The manner in which the blind man lets us share his sensations makes his work peculiarly interesting. After we have been wondering for a while how he gets any fun out of the long, hard journeys in the dark, he suddenly answers the question thus: “I must candidly admit that I have derived little gratification from the external objects that presented themselves, and am indebted to the resources of my own mind for the interest I felt; and in particular the contemplation of future plans, as well as the satisfactory progress I have already made with regard to my present ones which others have so often deemed impracticable.”

The truth is that Holman experienced a boy’s delight in proving to his friends that he could travel in safety and have a good time into the bargain. “I find less difficulty and inconvenience in traveling among strangers than people imagine, and prefer being left to my own resources,” he says. “Habit has given me the power of acquiring, by a kind of undefinable tact, as correct ideas of objects as the most accurate description would give.”
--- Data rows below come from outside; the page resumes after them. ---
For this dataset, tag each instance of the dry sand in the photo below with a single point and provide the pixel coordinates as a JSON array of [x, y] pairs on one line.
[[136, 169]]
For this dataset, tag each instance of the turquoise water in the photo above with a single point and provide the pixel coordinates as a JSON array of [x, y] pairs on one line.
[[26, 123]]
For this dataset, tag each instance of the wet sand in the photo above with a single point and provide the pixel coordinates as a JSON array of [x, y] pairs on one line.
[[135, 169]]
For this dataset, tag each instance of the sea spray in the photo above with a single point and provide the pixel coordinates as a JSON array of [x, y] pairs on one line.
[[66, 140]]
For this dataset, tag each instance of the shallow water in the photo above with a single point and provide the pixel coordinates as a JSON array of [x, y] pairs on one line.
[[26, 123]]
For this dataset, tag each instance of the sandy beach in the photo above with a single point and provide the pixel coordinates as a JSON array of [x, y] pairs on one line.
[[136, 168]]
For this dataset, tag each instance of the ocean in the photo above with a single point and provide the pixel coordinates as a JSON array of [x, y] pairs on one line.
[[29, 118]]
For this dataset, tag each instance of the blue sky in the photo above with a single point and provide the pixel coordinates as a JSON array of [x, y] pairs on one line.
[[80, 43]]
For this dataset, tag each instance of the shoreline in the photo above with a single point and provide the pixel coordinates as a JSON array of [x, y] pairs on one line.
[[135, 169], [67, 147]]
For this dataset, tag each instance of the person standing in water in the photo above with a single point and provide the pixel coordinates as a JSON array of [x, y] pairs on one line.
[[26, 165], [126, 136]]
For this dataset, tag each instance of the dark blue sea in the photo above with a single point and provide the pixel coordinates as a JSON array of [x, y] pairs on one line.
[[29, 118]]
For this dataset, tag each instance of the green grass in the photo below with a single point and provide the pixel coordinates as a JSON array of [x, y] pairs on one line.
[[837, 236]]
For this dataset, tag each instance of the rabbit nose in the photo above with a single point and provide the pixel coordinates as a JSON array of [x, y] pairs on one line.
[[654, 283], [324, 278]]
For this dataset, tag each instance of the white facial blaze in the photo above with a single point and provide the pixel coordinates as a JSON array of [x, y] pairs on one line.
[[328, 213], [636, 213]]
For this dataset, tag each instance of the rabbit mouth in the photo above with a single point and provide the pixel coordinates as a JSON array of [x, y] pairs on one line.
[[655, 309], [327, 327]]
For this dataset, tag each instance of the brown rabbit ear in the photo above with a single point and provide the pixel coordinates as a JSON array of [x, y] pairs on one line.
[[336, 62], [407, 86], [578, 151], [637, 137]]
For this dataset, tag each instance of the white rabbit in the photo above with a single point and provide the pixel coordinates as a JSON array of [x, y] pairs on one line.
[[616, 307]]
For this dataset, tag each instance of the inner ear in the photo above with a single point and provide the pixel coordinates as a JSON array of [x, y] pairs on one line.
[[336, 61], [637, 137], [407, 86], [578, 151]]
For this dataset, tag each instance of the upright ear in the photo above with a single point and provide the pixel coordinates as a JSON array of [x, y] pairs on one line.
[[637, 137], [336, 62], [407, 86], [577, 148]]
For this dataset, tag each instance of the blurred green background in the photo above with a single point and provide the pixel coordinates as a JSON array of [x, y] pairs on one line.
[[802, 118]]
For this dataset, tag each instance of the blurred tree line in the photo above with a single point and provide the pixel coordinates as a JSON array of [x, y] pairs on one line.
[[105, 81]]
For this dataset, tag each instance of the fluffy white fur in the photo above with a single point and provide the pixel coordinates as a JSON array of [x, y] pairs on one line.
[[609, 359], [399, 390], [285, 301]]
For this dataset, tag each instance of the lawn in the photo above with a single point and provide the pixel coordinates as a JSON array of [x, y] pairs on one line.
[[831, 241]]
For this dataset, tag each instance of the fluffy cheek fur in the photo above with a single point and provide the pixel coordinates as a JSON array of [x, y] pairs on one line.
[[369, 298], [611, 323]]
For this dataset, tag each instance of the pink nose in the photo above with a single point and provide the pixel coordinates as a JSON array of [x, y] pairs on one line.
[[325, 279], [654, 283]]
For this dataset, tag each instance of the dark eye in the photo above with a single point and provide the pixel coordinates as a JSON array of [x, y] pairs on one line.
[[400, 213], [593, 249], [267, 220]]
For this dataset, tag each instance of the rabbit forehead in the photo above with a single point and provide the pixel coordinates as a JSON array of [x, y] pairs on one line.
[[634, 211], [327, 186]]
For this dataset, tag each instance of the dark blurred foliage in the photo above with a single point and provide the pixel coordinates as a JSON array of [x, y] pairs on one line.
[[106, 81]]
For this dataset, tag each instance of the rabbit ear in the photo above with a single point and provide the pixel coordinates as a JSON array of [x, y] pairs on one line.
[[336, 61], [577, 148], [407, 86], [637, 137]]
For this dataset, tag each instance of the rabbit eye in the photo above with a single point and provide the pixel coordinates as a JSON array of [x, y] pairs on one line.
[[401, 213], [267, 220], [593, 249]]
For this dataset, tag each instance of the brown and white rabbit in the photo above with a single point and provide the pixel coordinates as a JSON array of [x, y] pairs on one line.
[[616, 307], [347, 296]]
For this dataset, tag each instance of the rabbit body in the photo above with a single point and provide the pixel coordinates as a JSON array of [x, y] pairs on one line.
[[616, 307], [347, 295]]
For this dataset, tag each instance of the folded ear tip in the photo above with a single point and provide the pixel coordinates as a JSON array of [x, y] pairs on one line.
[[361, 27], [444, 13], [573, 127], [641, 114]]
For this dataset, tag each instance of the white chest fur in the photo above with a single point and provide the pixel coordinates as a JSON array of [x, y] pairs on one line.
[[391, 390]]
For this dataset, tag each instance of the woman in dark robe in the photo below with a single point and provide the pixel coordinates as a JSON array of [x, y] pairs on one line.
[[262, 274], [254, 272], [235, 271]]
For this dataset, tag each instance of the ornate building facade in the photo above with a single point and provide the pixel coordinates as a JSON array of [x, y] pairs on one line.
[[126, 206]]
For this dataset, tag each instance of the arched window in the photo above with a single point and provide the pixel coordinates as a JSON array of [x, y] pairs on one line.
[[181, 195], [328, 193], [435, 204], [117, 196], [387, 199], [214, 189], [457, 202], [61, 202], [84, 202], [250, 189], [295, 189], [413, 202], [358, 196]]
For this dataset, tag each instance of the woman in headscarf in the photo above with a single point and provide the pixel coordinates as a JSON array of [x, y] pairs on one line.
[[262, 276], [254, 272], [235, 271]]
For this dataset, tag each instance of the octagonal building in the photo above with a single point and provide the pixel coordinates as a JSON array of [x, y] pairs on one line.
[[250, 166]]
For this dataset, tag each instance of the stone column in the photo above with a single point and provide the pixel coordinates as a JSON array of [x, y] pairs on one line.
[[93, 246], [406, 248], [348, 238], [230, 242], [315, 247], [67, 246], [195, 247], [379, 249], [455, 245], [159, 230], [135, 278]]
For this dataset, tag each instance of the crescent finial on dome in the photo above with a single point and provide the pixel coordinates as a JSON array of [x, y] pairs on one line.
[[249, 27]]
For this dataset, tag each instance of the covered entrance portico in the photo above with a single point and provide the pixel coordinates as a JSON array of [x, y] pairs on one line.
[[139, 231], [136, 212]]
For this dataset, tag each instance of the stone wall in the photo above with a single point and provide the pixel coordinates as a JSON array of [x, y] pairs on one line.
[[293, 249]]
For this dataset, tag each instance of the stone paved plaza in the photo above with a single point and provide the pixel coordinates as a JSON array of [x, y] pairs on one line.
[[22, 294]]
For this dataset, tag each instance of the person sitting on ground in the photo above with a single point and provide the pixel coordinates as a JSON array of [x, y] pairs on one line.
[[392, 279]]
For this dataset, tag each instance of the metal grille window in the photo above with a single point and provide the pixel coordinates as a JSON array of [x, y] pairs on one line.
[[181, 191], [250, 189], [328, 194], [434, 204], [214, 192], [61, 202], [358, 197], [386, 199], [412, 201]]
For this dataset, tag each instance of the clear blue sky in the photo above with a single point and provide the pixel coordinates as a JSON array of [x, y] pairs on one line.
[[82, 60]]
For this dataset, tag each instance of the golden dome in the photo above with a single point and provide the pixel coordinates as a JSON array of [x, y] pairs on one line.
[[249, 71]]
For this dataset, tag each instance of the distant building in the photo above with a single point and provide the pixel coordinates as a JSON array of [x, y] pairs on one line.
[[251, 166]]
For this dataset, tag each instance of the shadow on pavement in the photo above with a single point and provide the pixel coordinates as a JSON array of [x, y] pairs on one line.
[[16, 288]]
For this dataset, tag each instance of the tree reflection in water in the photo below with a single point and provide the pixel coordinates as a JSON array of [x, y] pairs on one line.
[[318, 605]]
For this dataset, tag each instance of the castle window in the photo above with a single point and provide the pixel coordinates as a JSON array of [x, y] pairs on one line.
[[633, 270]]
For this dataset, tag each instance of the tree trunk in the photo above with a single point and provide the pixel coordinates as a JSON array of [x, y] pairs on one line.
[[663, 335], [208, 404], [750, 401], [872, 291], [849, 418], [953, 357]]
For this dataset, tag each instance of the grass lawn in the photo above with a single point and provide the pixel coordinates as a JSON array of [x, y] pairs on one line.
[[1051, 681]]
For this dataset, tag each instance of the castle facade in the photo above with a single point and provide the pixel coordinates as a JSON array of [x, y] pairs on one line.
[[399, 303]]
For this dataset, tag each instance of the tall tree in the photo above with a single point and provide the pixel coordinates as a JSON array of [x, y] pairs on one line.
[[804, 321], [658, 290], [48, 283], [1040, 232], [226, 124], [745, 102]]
Of course, humorous situations were of frequent occurrence. Once at Bordeaux he heard water splashing at the side of the coach. This went on for something like an hour before he discovered that the other passengers, the better to insure their safety, had left the vehicle and crossed on a ferry-boat, leaving him to float with the carriage on a raft across the river Dordogne.

“I found that, while I supposed myself sitting in the coach office yard at Bordeaux,” he narrates, “I had actually traveled four miles by water without having entertained the least idea of such an adventure.”

In this same book Holman describes his custom of traveling with leading-strings.

“Finding myself suffering from headache, which I attributed to want of exercise,” he writes, “I made signs for the driver to stop that I might get out of the coach and walk for a time; he was quite indisposed to accommodate me until I manifested my intention of jumping out.

“He now thought well to stop his horses and proffer his assistance; however, I refused it, and succeeded in finding the back part of the coach, where I secured my hold by means of a piece of cord (which when traveling I make a rule to carry always in my pocket), and which in the present instance served me as a leading-string.

“I then followed in this way on foot for several miles, to the no small amusement of the villagers, who laughed heartily and even shouted after me.”